Another possibility is an offsetting scheme combined with extra revenue. As per the first idea, there would be an offsetting cost. But, in addition to this, there is a further cost associated with the amount of credits being bought. Any money spent from the scheme would be subject to internationally agreed criteria. The crucial question here is the level of extra revenue.

A third suggestion is a global ETS, much like the current European model. But unlike the EU ETS this wouldn’t have the associated sovereignty problems. It could also include commitments on how to spend any money raised; mitigating the environmental impact of aircraft engine emissions and supporting developing states would be two possible examples.

“The ideal outcome is to confirm an agreement by the next ICAO Assembly in September 2013,” says Steele. “That would mean having a decision on what scheme, as well as the details of that scheme, by the end of 2012.”


To have these ideas is a positive step, according to Steele, as is the CO2 standard for aircraft. But he accepts that the EU ETS remains a stumbling block. IATA fully supports the ICAO process and is encouraging countries to become actively engaged in the debate.

Siim Kallas, the European Commission Vice-President and Commissioner for Transport, has stated that the “ETS issue must be tackled, and solved, in ICAO.” The EU, however, is insisting that the ETS stays in place until a new agreement is reached.

Other countries are saying that EU ETS should be taken off the table before talks can begin. South Africa Tourism Minister Marthinus van Schalkwyk concluded his remarks to the Environment Summit in Geneva with a firm proposal. “If the EU is committed to a global solution, which I believe they are, and if the rest of the world is seriously committed to providing new political momentum to negotiations under ICAO, which I believe they are, there may be very good reasons for the EU to suspend the inclusion of aviation in the EU ETS for two years.”

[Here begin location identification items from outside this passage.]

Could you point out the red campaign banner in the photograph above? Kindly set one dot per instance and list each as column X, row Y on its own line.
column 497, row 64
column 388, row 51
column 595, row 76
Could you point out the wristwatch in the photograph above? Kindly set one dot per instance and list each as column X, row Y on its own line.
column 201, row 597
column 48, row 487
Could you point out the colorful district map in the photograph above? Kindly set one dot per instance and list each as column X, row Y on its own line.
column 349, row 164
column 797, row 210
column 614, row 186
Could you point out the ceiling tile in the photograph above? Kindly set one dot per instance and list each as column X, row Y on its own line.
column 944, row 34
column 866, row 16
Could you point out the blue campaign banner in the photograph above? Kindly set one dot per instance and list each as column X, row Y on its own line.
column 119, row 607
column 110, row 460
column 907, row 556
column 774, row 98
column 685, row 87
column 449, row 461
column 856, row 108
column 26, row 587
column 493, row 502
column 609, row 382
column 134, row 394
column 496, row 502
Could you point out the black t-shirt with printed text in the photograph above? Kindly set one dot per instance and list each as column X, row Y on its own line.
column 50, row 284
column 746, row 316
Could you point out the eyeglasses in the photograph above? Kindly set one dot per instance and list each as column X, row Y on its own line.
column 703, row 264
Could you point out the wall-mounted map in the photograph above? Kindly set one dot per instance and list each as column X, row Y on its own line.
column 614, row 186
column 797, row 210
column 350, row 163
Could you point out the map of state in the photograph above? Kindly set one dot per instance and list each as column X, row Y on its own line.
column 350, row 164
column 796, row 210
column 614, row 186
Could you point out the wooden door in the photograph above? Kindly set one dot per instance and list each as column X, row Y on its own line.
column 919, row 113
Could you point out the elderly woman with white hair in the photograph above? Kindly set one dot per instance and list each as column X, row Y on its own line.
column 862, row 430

Now the stakeholders are at the table, a decision on the best way forward needs to be delivered in a relatively quick timeframe. Success probably depends on a solution that is easy to implement technically and politically.

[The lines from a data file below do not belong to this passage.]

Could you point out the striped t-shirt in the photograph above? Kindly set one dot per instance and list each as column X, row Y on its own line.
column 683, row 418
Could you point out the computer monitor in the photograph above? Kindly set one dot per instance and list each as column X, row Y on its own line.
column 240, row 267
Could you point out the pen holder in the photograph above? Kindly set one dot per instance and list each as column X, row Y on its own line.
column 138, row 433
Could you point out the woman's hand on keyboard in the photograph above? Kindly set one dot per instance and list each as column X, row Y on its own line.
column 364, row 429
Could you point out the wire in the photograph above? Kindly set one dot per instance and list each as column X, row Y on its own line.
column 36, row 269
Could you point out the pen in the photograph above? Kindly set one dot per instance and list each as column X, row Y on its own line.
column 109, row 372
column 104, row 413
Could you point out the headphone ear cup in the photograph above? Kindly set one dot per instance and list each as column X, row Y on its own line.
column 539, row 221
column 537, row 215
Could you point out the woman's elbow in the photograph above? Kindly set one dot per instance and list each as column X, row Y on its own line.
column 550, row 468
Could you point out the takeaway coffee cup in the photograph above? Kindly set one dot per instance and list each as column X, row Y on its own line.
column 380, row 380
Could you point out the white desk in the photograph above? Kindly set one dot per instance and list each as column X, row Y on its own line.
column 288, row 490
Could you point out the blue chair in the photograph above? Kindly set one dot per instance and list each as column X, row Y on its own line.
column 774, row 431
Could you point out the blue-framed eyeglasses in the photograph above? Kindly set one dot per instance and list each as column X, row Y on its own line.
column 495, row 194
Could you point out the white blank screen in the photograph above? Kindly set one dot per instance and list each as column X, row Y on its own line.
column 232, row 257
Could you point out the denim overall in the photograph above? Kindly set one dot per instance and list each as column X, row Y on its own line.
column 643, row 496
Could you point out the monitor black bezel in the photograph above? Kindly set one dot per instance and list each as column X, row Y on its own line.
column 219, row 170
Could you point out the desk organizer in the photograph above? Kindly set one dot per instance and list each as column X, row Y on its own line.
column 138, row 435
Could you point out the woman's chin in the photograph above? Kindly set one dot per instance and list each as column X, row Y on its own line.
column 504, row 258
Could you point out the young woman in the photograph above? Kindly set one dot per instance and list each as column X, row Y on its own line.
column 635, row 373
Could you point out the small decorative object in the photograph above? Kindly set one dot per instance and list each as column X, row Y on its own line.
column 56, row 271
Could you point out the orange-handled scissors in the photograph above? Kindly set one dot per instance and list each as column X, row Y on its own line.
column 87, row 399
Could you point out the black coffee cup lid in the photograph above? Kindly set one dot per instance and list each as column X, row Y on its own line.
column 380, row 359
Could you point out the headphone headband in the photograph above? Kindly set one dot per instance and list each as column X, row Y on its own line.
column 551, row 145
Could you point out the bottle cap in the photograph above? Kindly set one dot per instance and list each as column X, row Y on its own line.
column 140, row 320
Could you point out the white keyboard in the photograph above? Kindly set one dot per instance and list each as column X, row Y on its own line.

“Most observers agree a global ETS would be the most effective solution, but there are challenges. There are no global institutions capable of implementing the program and there is currently no global carbon market in which to operate,” says Steele. “It may be that states agree on simpler proposals that transition into a global ETS in the long term.”

With the economic environment still uncertain, the world can ill afford a trade war sparked by the extra-territorial aspects of the EU ETS. Nor can the world accept that climate change continues unabated. Negotiations on alternative economic measures must make significant progress in the run-up to the ICAO Assembly in September 2013.